In einem Rechtsgespräch kündigte der Beschuldigte ein weitreichendes Geständnis an. Das Gericht stellte hierfür eine Freiheitsstrafe zwischen drei Jahren und drei Jahren und neun Monaten in Aussicht. Der Angeklagte betonte danach, dass er nur Cannabis, nämlich Haschisch und Marihuana verkauft habe.

Den von der Staatsanwaltschaft vorgeworfenen Handel mit 100 Gramm Amphetamin wies er von sich. Ein bis vier Gramm Cannabis habe er täglich selbst konsumiert, um damit seine ADHS-Erkrankung zu kurieren. Das Rauschgift habe ihm besser geholfen als Medikamente, gab er zu Protokoll. Darüber hinaus habe ihn das schnelle Geld gereizt. Seine Taten täten ihm leid. Er schäme sich dafür. Seine Familie stehe hinter ihm.

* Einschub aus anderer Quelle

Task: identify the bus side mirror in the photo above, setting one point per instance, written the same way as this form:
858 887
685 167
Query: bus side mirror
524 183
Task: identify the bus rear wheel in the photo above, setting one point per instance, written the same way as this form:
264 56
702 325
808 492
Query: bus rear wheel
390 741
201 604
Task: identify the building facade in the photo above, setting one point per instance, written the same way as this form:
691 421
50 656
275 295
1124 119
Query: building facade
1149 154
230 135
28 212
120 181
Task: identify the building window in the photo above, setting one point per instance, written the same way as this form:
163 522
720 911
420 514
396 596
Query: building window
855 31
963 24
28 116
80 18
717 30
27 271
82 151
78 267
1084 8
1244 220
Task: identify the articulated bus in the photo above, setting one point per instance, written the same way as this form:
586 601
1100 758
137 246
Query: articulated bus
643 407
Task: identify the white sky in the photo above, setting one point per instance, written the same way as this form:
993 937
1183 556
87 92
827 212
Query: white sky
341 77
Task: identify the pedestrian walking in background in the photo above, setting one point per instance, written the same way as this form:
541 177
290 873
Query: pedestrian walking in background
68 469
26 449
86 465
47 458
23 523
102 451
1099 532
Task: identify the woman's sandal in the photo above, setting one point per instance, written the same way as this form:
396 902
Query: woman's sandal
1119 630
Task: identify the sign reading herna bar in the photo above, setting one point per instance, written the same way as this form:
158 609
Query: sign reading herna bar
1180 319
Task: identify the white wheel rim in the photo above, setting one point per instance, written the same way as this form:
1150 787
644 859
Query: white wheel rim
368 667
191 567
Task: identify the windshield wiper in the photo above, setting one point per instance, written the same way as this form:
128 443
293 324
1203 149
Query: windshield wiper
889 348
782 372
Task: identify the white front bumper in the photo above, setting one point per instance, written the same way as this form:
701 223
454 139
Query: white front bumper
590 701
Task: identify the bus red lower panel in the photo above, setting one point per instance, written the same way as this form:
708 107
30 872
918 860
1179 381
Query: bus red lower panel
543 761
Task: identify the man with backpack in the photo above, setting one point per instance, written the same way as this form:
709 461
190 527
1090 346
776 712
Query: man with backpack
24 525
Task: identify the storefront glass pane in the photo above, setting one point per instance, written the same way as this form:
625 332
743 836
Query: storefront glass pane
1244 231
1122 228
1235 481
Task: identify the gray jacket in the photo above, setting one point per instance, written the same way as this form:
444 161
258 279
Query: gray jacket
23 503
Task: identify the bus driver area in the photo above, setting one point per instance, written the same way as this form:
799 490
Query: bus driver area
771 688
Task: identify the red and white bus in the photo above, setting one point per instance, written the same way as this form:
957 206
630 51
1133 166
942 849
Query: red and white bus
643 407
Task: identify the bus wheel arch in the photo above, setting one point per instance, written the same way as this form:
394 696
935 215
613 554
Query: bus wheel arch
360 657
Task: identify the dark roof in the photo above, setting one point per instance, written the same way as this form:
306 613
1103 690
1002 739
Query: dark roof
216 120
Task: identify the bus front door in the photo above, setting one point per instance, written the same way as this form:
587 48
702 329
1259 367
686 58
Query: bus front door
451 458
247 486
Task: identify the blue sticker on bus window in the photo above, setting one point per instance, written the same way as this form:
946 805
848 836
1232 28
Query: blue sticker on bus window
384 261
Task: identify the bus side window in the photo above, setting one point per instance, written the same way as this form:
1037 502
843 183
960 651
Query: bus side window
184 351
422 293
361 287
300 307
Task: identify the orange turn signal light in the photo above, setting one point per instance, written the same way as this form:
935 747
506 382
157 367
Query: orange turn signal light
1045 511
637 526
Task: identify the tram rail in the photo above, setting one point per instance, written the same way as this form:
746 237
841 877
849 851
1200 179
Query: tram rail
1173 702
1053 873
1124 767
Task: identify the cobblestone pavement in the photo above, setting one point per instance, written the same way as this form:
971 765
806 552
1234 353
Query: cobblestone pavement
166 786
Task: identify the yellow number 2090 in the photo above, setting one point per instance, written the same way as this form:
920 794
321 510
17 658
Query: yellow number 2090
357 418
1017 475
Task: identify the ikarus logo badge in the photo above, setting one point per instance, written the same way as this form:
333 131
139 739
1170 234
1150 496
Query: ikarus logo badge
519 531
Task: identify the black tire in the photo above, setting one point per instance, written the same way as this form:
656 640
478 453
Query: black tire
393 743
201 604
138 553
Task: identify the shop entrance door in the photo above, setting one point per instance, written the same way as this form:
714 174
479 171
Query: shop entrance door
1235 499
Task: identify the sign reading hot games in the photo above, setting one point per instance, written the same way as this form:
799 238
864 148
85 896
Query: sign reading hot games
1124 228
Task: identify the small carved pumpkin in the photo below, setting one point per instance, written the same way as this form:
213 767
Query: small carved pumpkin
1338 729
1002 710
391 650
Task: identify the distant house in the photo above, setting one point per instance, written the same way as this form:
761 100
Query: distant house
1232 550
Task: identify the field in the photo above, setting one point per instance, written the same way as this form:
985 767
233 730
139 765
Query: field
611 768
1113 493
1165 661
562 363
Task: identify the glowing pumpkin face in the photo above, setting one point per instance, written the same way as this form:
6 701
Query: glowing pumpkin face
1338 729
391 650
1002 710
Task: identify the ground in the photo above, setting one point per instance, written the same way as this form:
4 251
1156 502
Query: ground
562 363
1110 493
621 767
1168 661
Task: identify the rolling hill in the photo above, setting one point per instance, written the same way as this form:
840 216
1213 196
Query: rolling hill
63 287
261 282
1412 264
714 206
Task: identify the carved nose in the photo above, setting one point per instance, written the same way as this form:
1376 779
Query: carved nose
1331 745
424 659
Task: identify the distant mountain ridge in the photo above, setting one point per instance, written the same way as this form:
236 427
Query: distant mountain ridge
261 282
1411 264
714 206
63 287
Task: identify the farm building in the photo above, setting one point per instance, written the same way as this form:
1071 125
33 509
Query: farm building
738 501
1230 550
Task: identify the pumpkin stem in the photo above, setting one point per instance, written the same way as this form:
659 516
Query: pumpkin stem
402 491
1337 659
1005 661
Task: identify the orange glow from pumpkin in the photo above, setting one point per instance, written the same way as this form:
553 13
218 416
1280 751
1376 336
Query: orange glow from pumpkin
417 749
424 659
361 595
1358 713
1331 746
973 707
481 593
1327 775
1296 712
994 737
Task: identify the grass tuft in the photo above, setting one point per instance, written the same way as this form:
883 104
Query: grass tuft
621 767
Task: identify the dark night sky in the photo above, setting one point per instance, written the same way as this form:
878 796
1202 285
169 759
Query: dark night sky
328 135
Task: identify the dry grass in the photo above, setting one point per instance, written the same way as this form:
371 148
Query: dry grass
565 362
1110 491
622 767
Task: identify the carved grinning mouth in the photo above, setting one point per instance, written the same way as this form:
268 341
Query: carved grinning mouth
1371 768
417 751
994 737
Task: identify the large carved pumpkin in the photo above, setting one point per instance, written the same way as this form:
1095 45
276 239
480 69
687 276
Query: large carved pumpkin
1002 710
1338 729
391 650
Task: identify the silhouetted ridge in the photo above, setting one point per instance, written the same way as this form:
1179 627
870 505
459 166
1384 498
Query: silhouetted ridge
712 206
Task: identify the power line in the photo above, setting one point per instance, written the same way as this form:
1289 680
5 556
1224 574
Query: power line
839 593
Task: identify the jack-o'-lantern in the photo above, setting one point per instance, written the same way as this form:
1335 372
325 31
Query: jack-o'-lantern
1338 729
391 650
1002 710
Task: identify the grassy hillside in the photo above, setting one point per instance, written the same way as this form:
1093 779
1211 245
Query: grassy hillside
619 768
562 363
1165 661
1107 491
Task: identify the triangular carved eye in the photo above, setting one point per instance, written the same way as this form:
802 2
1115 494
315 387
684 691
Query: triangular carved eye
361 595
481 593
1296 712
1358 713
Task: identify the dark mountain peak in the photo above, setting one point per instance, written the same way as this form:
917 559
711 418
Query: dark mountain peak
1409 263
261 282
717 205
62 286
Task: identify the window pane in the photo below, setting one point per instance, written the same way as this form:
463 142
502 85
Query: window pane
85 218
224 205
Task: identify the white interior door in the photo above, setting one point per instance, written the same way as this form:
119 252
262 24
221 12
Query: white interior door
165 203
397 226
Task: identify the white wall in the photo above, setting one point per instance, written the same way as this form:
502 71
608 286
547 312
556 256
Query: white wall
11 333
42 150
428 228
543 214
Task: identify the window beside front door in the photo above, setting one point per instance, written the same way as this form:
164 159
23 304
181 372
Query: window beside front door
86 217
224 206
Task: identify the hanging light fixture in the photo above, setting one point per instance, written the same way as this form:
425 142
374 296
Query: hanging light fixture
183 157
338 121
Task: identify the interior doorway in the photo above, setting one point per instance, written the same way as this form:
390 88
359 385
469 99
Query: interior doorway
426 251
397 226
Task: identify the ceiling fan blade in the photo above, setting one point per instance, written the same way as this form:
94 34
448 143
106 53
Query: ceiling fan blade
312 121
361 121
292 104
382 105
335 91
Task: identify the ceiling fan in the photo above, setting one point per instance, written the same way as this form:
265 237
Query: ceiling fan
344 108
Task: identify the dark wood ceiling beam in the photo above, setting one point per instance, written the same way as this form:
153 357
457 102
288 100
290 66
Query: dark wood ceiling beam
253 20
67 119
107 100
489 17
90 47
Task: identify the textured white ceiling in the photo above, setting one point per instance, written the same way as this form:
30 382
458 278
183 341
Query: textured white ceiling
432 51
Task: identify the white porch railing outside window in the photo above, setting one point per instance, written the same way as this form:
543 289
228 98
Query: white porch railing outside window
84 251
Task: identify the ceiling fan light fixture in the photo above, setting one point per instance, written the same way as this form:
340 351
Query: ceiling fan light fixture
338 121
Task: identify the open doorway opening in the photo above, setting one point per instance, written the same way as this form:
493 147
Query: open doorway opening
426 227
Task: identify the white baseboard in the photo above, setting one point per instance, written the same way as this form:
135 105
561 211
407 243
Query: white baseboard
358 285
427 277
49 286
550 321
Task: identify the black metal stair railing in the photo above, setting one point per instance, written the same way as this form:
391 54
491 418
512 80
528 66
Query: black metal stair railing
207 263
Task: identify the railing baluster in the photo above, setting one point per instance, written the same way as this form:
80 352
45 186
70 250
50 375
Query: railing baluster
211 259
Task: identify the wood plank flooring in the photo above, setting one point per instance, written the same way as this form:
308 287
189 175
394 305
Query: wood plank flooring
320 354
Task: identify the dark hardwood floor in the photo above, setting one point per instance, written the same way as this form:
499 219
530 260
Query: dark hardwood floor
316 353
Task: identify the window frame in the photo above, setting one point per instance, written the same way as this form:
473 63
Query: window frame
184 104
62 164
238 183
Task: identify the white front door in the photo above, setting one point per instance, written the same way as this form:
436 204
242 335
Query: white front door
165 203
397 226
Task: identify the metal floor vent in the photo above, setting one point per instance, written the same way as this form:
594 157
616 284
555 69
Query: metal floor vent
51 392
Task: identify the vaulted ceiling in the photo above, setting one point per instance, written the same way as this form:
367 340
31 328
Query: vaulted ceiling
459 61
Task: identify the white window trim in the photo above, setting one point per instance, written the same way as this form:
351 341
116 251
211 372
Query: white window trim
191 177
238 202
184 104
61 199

Verfahren am Landgericht wird am 22. Januar fortgesetzt

Nach Angaben der Jugendgerichtshelferin hat der Angeklagte Medikamente gegen seine ADHS-Erkrankung nicht vertragen und abgesetzt. In der Untersuchungshaft, in der er seit dem 1. August 2024 sitzt, habe er einen kalten Entzug durchgemacht, der ihn körperlich und psychisch stark zugesetzt habe. Die Hausdurchsuchung und Gefangennahme ihres Sohnes sei ein Schock für die Eltern gewesen.

Der Vorsitzende Richter Markus Reznik sagte, dass das konfiszierte Bargeld zur Begleichung der Verfahrenskosten verwendet werde, sowie für Wertersatz-Ansprüche, die auf den Angeklagten zukommen.

Das Verfahren wird am 22. Januar um 8.30 Uhr fortgesetzt. Dann soll ein psychiatrischer Gutachter zu Wort kommen und das Urteil verkündet werden.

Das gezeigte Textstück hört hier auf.